こんなに言われたらやるしかないよなぁ。頼まれたら断れない男なんで。

八幡「じゃあおれここの角持つから、火向井と若葉と南は他の角持ってくれ」

3人「はーい」

八幡「せーのっ」

うっ、重い重い重い。指がちぎれる…

ひなた「意外と重くない!」

昴「たしかに」

火向井「これくらいなら早く運べそうだな!」

え、これ重くないの?話と違うじゃねぇか。これ持てるならもう俺いらないでしょ。
273 : ◆JZBU1pVAAI [saga]:2017/04/02(日) 23:40:54.62 ID:r/WNV3U20
番外編「合宿所G」


どうにか家具を運び入れ、次はキッチンの方を見ることにしたのだが。

詩穂「絶対入れたほうがおいしいわよ花音ちゃん」

花音「いくら詩穂がそう言っても絶対入れない!」

めずらしく国枝と煌上が言い争いをしている。

八幡「どうしたんだ」

くるみ「あ、先生。私たち一通り準備が終わったので、お昼ご飯を作ろうとしていたんです」

うらら「それでメニューの一つで酢豚を作ることにしたんだけど、それにパイナップルを入れるかどうかでしほっち先輩とかのかの先輩がお互いに譲らないの」

八幡「えぇ…」

予想外に細かいことで言い争いを繰り広げていた。なにやってるんだあの2人は。

桜「ま、あの2人は放っておいてわしらも料理を作るとしようぞ」

遥香「ふふ、そうね。たくさん作ってたくさん食べないと午後からの作業にも集中できませんしね」

ミシェル「美味しいものたくさん作ろうね桜ちゃん、遥香先輩!」

そうして言い争いをしてる2人以外は順調に料理を進めている。

みき「先生先生!私、頑張っておいしい料理作るのでたくさん食べてくださいね!」

八幡「え、あ、」

ここにいてはいけない人物ナンバーワンが目の前にいた。その危険人物はボールの中で何か得体のしれない物体をこね回している。

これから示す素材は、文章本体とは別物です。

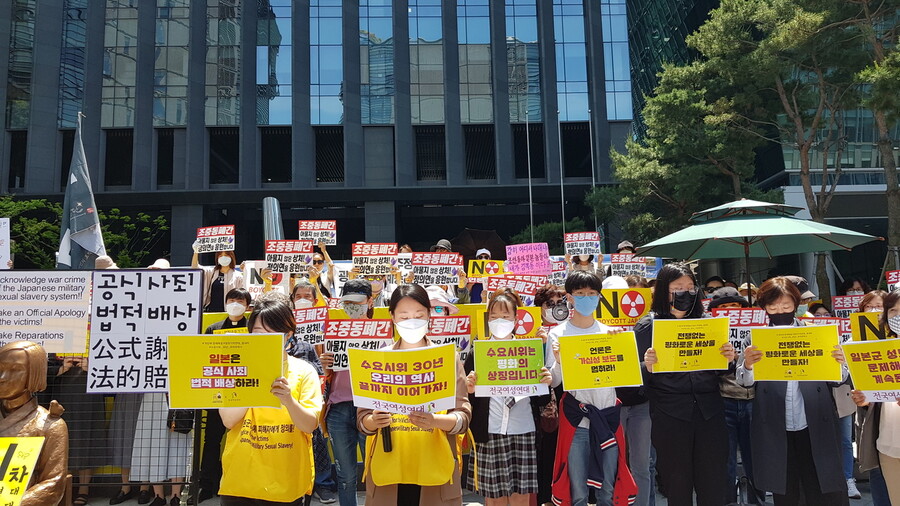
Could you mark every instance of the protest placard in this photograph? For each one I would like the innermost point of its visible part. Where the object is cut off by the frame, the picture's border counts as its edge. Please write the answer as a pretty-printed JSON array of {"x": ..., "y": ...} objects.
[
  {"x": 875, "y": 368},
  {"x": 623, "y": 307},
  {"x": 510, "y": 368},
  {"x": 599, "y": 360},
  {"x": 437, "y": 268},
  {"x": 224, "y": 371},
  {"x": 374, "y": 259},
  {"x": 288, "y": 257},
  {"x": 401, "y": 381},
  {"x": 311, "y": 324},
  {"x": 583, "y": 243},
  {"x": 843, "y": 305},
  {"x": 531, "y": 258},
  {"x": 50, "y": 308},
  {"x": 684, "y": 345},
  {"x": 214, "y": 239},
  {"x": 796, "y": 353},
  {"x": 133, "y": 313},
  {"x": 344, "y": 335},
  {"x": 20, "y": 456},
  {"x": 317, "y": 231}
]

八幡「おい、星月。今すぐその手を止めろ。そしてお前はキッチンに入るな」

みき「まさかの立ち入り禁止ですか!?大丈夫ですよ先生!今回の料理は自信があるので!」

八幡「いや、その自信が怖いんだ…」

蓮華「はーい、みきちゃん。れんげも手伝うから、一緒に頑張りましょ?」

みき「蓮華先輩!はい、お願いします!」

蓮華「うふふ」

そうして芹沢さんはうまく星月から料理の主導権を奪うことに成功した。

八幡「芹沢さん、ありがとうございます」

蓮華「かわいいみきちゃんとはいえ、流石に食べられないものを作らせるわけにはいかないもの…」

八幡「確かに…」

これでひとまず安心かな、と思って周りを見渡すと

桜「くるみ、それはなんじゃ」

くるみ「これですか?シャドークインという中が紫色のじゃがいもです。こっちはアンティチョークといって、健康にいいお野菜なんですよ」

相変わらず常磐がおかしな野菜を持ってきていたり、

うらら「さ、マシュマロをいれるわよ!」

ミシェル「むみぃ、うらら先輩、パスタにマシュマロは合わないと思う…」

蓮見がやたらめったらマシュマロを入れようとしていたり、とどこもかしこも危ない料理が出来上がりそう。それにまだ国枝と煌上は言い争ってるし。ちゃんとお昼食べられるのかな、俺…
274 : ◆JZBU1pVAAI [saga]:2017/04/02(日) 23:41:27.77 ID:r/WNV3U20
番外編「合宿所H」


どうにか出来上がった昼飯をみんなで食べたのち、俺たちは2階へ移動した。

八幡「ここの部屋もかなり広いな」

花音「ま、午後は全員で作業をするしそんなに時間もかからないんじゃない」

遥香「2階は共有スペースにするんでしたよね」

蓮華「えぇ。そしたらここにみんなが置きたいものを1つずつ置いていってほしいな〜」

え、何それ聞いてない。そこのプロダクションの事務所ですか。

八幡「俺何も持ってきてないんですけど」

みき「あ、先生に連絡するの忘れてました」

八幡「おい、俺のこと忘れないで」

昴「でも先生、アタシたちのグループラインにいないんですもん」

うらら「そうだ、これを機にハチくんもグループに入ってよ!」

八幡「え、やだよ。個別に連絡してくれれば済む話だし」

ミシェル「でもみんな忘れてたら今日みたいなことになっちゃうよ?」

望「それに、正直個別に連絡するのメンドイし…」

サドネ「だからおにいちゃんもグループに入って!」

八幡「わかったよ…」

そう言って俺はポケットからスマホを取り出した。その瞬間、何本もの手が伸びてきて一瞬で俺のスマホは拉致されてしまった。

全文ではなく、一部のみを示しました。